İlginç olan muhalif görünen televizyon kanalları için de bu, geçerli hale geldi.

Kürt meselesinin Kürtsüz konuşulduğu programlar düşünülünce, Müesses Nizam’ın tüm neferleri ile hipnotik yayınlara devam ettiğini söyleyebiliriz. Yani bir nevi “Kollektif Penguenizm”.

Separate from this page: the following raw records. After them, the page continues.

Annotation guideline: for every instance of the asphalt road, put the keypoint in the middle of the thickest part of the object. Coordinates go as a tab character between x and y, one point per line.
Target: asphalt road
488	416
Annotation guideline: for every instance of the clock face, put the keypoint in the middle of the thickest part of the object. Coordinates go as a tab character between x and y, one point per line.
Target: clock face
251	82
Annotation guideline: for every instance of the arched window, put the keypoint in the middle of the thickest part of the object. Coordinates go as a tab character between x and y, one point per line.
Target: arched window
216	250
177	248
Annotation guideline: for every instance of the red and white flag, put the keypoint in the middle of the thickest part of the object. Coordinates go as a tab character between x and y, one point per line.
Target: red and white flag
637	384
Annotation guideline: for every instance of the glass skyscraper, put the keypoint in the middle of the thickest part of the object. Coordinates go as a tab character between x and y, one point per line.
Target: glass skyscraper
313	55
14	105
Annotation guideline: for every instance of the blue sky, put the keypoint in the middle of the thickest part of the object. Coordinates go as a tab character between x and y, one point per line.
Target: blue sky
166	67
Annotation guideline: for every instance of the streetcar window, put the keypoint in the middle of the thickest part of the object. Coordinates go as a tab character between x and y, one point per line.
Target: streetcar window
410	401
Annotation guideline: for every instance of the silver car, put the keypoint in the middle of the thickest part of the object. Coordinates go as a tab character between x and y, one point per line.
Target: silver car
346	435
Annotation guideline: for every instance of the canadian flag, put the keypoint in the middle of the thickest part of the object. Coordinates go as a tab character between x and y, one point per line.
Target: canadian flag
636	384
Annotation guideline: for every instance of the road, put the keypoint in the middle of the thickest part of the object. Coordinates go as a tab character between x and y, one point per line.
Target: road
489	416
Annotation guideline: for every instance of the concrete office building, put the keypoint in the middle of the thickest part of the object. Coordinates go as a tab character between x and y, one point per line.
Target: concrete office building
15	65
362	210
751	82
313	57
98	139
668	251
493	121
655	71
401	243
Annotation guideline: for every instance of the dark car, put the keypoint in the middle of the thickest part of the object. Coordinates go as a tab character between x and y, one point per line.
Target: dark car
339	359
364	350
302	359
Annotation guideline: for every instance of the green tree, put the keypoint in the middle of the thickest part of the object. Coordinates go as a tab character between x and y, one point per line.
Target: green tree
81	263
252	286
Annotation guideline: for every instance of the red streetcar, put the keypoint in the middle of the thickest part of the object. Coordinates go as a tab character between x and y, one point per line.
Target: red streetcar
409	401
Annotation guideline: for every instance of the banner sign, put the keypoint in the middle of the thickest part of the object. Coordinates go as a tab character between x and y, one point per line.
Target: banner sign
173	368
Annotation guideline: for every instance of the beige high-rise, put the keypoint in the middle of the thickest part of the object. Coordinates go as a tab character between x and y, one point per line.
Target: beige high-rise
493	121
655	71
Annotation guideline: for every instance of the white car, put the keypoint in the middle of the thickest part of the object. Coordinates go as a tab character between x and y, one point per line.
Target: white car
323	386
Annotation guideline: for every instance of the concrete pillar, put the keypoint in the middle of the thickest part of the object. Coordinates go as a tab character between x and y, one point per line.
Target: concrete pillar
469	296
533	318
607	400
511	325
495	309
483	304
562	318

Penguenizm her gün ekranlarda, gazete köşelerinde ve YouTube kanallarında Kürt meselesini el birliği ile gömmeye çalışıyor. Uyanık olalım! Sağı solu bu vakitlerde pek fark etmiyor. Kürt meselesi söz konusu olduğunda ayarlar bozuluyor. Fabrika ayarları baki kalıyor. Ülkenin sosyalisti bir anda nasyonalist olabiliyor.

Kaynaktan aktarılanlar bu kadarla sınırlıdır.